第15話王宮でのお茶会 王妃との会話1
「失礼致します」
静かに扉を開け中へ入った。
クルリは扉の外で泣きそうな顔で待機していた。
「いつもながら遅いわね。私を待たせるように公爵殿から言われているのでしょうけど、立場は私の方が上なのよ。分かっているのでしょう?」
ソファで優雅に紅茶を飲む王妃様は上目遣いで睨んだ。
遅い?
殿下とのお茶は10時からで、今は9時だ。
それも殿下とのお茶会が始まってから、毎回王妃様から呼ばれる。前もって言ってくださればいいのに、1度も言われること無く、王宮に着いてから、王妃様がお待ちです、と言われる。
それも、いつ来ても遅いと言われる始末だ。
1度8時に来たら、速い、と言われ悪口雑言にとても落ち込んだ。
では、何時が良いのでしょう、と素直に質問したら、毎回呼ぶ訳では無いのに分かるかわけないでしょう?公爵令嬢は王妃に対して命令する気なの!?
と喚かれた。
八方塞がりとはこの事だ、と頭を抱えた。
結局、私が黙って、謝罪すればそれでいいのだ。
「恐れ入ります。王妃様のご機嫌を損ね申し訳ありません」
「お茶のお代わりを入れて、本当に気がきかないわね」
「申し訳ありません」
すぐにお茶をいれ、また、入口の側にたった。
「公爵令嬢として甘やかされて育ったのでしょうけど、ここは公爵家ではないわ。ここでは私を立てて下さらないと示しがつかないでしょう?」
「申し訳ありません」
頭を垂れる。
「はあ。何?その嫌そうな顔。それで王妃、私の後に続けるの?レインを見習いなさい。いつも笑顔を絶やさず、中立な立場で物事をいう。あなたのその高い矜恃をどうにかしなさい」
「・・・申し訳ありません」
「また、それね。まあ、いいわ。それならそれで黙っていてくれればいいわ。そういえば、最近帝国のお2人と仲が良いそうね」
やはりその事か。
「来月から我が公爵家に住まわれる事と、読んでおられる本の趣味が合い声をかけておられるだけです」
「成程。それはガナッシュに伝えたの?」
絡めるようなねちっこい言い方で私を見上げてきた。
「いいえ、お伝えしておりません」
「やはり、ね。つまり、ガナッシュではなく、あなた個人と仲良くなり優越感を王国に知らしめたいのでしょう?」
・・・?
言っている意味が分からなかった。
「何?その理解できません、と言う演技。上手いわね。被害妄想令嬢と言われる所以だわ。おつむが悪いから教えて差し上げるわ。普通なら、あなたが仲良くなるべきでなく、ガナッシュが仲良くなるべきよ。それをあたかも自分の手柄のように前に出でどうするの?何?恩でも売りたいのかしら?」
「・・・そのような事はありません」
「だったら、ガナッシュに何故仲良くなったのか説明したの?してないでしょう?おかげで優秀な2人を処罰することになった。
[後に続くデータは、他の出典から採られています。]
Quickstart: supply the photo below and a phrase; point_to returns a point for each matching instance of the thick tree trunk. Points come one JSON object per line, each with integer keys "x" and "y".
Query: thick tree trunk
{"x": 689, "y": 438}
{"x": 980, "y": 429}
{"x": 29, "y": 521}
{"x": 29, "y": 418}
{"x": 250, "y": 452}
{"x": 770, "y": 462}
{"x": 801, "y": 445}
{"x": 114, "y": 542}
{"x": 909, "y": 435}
全てあなたの自己満足のせいよ。逸材を無くすのはこの王国の不利益となるのに、何て勝手な事をしてくれたの」
「・・・申し訳ありません」
「話を聞くと、あなたは何一つ助ける言葉もなかったそうじゃないの。対して役に立たないのだから、そういう時に役に立ちなさい」
何処の話を聞いたのだろう?そうして、帝国にどう文書を送ったのだろう?
それとも昨日今日だ。まだ報告書を送ってないのだろうか?
「申し訳ありません。驚いて何も言葉が浮かびませんでした」
「ふん、良く言うわ」
また、何か言おうとした所で扉が叩かれた。
「クラウスでございます」
クラウス・ジナール。ジナール侯爵家のご子息で、王妃派では重要人物だ。
「入りなさい」
王妃の言葉に溜息を我慢した。
「失礼します」
クラウスは入るなりちらりと私を見ると薄ら笑いを浮かべ、王妃の側に行き頭を垂れた。
「お忙しい中申し訳ありません。相談したいことがあり、参りました」
「座りなさい。話を聞きましょう。スティングももういいわ、出ていって。誰かにお茶を持ってくるように頼んで。あと、ガナッシュに仕立て屋が10時に来られると伝えて」
「・・・分かりました。では、失礼致します」
すぐに部屋を出た。
「お待たせ、クルリ行きましょう」
「はい、お嬢様」
私が部屋から出てきて、とてもほっとしたように微笑んでくれた。その顔に私もやっと溜息がつけた。
私には座る事を許さないのに、他の方は座らせるのね。
私にお茶を入れさせずメイドを控えさせればいいのに。
10時に仕立て屋を来させるなんて、私と殿下のお茶会を初めからさせる気はないのね。
考えても無駄なのに、つい思ってしまった。